Source : Bpifrance Le Lab, « L'IA dans les PME et ETI françaises : une révolution tranquille » (2025)

Le premier frein est celui qu'un document d'une page traite le mieux. Écrire quelles données n'entrent jamais dans un outil coûte une heure et lève l'objection que 33 % des dirigeants placent en tête.

Les six rubriques, avec le texte à recopier

Ce qui suit est utilisable tel quel. Chaque rubrique comporte le raisonnement, puis un texte type à copier dans votre document et à adapter à vos outils, vos métiers et votre vocabulaire. Ne recopiez pas sans lire : une politique qui parle d'un outil que vous n'utilisez pas est plus dangereuse que pas de politique du tout.

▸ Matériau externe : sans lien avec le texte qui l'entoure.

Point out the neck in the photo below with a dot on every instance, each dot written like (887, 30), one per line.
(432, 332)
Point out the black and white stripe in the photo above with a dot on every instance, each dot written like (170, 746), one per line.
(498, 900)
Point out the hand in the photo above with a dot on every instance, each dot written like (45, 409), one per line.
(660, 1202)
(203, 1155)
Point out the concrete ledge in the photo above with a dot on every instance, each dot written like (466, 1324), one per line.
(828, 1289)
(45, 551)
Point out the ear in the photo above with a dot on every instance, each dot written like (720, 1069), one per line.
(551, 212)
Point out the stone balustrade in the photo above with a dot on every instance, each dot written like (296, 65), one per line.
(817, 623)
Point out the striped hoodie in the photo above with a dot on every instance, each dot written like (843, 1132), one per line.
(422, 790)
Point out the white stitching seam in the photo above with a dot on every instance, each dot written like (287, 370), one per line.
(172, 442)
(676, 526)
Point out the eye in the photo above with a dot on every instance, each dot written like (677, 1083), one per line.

Rubrique 1 · Les outils autorisés

Liste nominative des outils validés par l'entreprise, en offre professionnelle. Le point est contractuel, pas technique : les offres professionnelles des grands éditeurs s'engagent à ne pas entraîner leurs modèles sur les contenus de leurs clients professionnels, et fournissent l'accord de sous-traitance dont le RGPD a besoin. Les comptes grand public gratuits, non. Tout le reste est hors cadre, y compris les comptes personnels et les extensions de navigateur installées par curiosité. Pour arbitrer entre les grandes offres du marché, notre comparatif ChatGPT, Claude ou Copilot, lequel pour quelle équipe détaille ce que chacune garantit. Une précision qui évite une déconvenue : nommer l'outil dans la politique ne suffit pas si personne n'a ouvert la console d'administration. Conservation des conversations, partages publics, connecteurs vers vos fichiers, mémoire entre sessions se règlent une fois et se verrouillent pour tout le monde, le tour complet des réglages à faire avant d'ouvrir l'IA aux équipes prend une heure et se cale naturellement entre la rédaction et la présentation.

Texte type à recopier
1. OUTILS AUTORISÉS

Seuls les outils suivants, souscrits et administrés par l'entreprise, sont
autorisés pour un usage professionnel :
  - [Outil 1], offre [nom de l'offre professionnelle], compte fourni par l'entreprise
  - [Outil 2], offre [nom de l'offre professionnelle], compte fourni par l'entreprise

Tout autre outil d'intelligence artificielle est hors cadre, y compris les
comptes personnels, les versions gratuites et les extensions de navigateur.
Pour demander l'ajout d'un outil à cette liste : [référent, rubrique 5].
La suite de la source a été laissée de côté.